The Charmed Life | Page 3

Achmed Abdullah
he came into the room, dressed in the flowing, comfortable house robe of a wealthy native gentleman.
He must have read my gyrating, unspoken thought. Perhaps I stared a little too inquisitively at his face, for the tell-tale sign of the sordid tragedy which I suspect. For he smiled, a fine, thin smile, and he pointed to the Sanskrit inscription, reading the words out loud and with a certain gently exalted inflection as if his tongue, in forming the sonorous words, was tasting a special sort of psychic ambrosia.
"Recall, O Mind, thy deeds--recall, re--"
"Well," I blurted out, brutally, tactlessly, before I realized what I was doing, "What is the answer--to this and that and this?" pointing, in turn, at the Indian furniture, the inscription, his dressing robe, and, though the stone-framed window, at the native houses which crowded the garden on all sides.
He smiled. He was not the least bit angry, but frankly amused, like a typical, decently-bred American who can even relish a joker at his own expense. "You're an inquisitive beggar," he commenced, "but I'll tell you rather than have some gossiping cackling hen of a deputy assistant commissioner's mother-in-law tell you the wrong tale and make me lose your friendship. You see," he continued. with an air as if he was telling me a tremendous secret, "I am Stephen Denton."
"Well," I asked, "what of that?" The name meant nothing to me."
"What? Have they already forgotten my name? Gosh, that's bully! In another year they will have forgotten the tale itself! You see," he continued, dropping into one of the divans and waving me down beside him, "I'm the guy whom the kid subalterns over at the British barracks call 'the man with the charmed life.'
I gave a cry--of surprise, amazement, incredulity. For I had heard tales--vague, fantastic, incredible. "You--" I stammered, "you--are--"
"Yes," he laughed, "I am that same man.
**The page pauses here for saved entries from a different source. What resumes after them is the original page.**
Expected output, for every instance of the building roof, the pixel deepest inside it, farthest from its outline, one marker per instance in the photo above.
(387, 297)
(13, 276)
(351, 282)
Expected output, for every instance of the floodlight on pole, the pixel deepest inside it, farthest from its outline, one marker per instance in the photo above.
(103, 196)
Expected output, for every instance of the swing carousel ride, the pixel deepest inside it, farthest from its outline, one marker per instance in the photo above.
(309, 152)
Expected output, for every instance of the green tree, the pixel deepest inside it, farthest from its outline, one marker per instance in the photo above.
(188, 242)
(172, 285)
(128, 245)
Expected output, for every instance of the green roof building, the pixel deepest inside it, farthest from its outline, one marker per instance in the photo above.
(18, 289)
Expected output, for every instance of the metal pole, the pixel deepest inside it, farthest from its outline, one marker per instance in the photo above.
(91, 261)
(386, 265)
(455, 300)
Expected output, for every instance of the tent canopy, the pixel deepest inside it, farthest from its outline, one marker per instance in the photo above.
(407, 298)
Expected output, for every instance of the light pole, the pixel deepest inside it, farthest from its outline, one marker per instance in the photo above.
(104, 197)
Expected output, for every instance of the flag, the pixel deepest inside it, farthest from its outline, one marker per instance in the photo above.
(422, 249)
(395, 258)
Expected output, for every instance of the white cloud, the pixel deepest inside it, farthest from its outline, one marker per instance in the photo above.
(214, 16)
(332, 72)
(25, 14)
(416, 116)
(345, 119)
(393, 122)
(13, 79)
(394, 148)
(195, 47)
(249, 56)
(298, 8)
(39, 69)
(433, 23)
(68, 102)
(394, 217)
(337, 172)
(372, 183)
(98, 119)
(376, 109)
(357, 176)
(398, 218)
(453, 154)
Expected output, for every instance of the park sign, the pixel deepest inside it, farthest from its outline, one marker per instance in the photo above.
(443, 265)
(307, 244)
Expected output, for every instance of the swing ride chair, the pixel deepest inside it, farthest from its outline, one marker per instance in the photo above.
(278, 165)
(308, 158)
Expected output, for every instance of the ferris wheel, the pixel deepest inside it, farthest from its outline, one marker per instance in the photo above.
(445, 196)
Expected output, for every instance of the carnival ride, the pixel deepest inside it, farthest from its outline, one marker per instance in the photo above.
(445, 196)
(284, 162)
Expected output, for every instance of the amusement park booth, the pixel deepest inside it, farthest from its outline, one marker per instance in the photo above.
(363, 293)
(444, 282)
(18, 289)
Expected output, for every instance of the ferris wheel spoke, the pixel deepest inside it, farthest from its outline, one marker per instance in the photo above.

Care to hear the story?"
"You bet!" I replied fervently, and that very moment , came once more the sound of laughter from up-stairs--soft, tinkling, silvery--
Chapter II
The Call
I broke the night's primeval bars
I dared the old abysmal curse
And flashed through ranks of frightened stars
Suddenly on the universe!
--Rupert Brooke
STEPHEN DENTON interrupted his tale now and then with shrewd and picturesque sidelights on native life, customs, and characters which proved now deep he had got below the skin of India. But I shall omit them here--doubtless at a future date, he himself will embody them in the great book on India which he is writing--and, in the following, I shall only give the pith of his incredible tale. I only regret that there is no way of reproducing his voice with the printed word-- his happy, frank voice, unmistakably American in its intonations, yet once in a while with a quaint inflection which showed that he had begun to think at times in Hindustani.
You see, he commenced, it was all originally Roos-Keppel's doing--fault, if you prefer to call it that. Roos-Keppel--"Tubby" Roos-Keppel-- you must have met him over at the jockey club, or in the evening , in the Eden Gardens, driving about in his old-fashioned C-spring barouche-- big, paunchy, brick-faced Britisher, who won the Calcutta Sweepstakes--in 1900. Why everybody in India knows the tale, how a sudden, mad prosperity went to his head; how he gave up his job in the Bengal Civil Service, and painted Calcutta crimson for three years; how he lost his hold on everything, including himself; everything that is, except his hospitality, his fantastic ideas, his infectious, daredevil madness.
I met him the day after I got here. How did I get here? Why? When?
Well, two years to-morrow, to answer your last question first, and as to why and how, there's a native proverb which says that fate and selfexertion are half and half in power.
I came here on a sight-seeing trip after I'd got through Yale. I had money of my own, my parents were dead, there was nobody to say no-- and I had an idea it would do me good to get a nodding acquaintance with the world and its denizens before I settled down in the Back Bay section--yes--you guessed it--originally I'm just that sort of a Bostonian.
Everything back home--with the dear old, white-haired lawyer, who was my guardian, and his little plump spinster sister who kept house for him, and the black walnut furniture and the antimacassars and the bound volumes, of Emerson and Longfellow and Thoreau--it seemed all so confounded safe and sure. Even timid. Respectably, irreproachably timid, if you get the idea.
Stephen Denton smiled reminiscently. Preordained, too, it seemed. Preordained from the mild cocktail before dinner to the hoary place on the bench I was expected to grace some day. I had every reason to be happy, don't you think? And I was happy. Quite!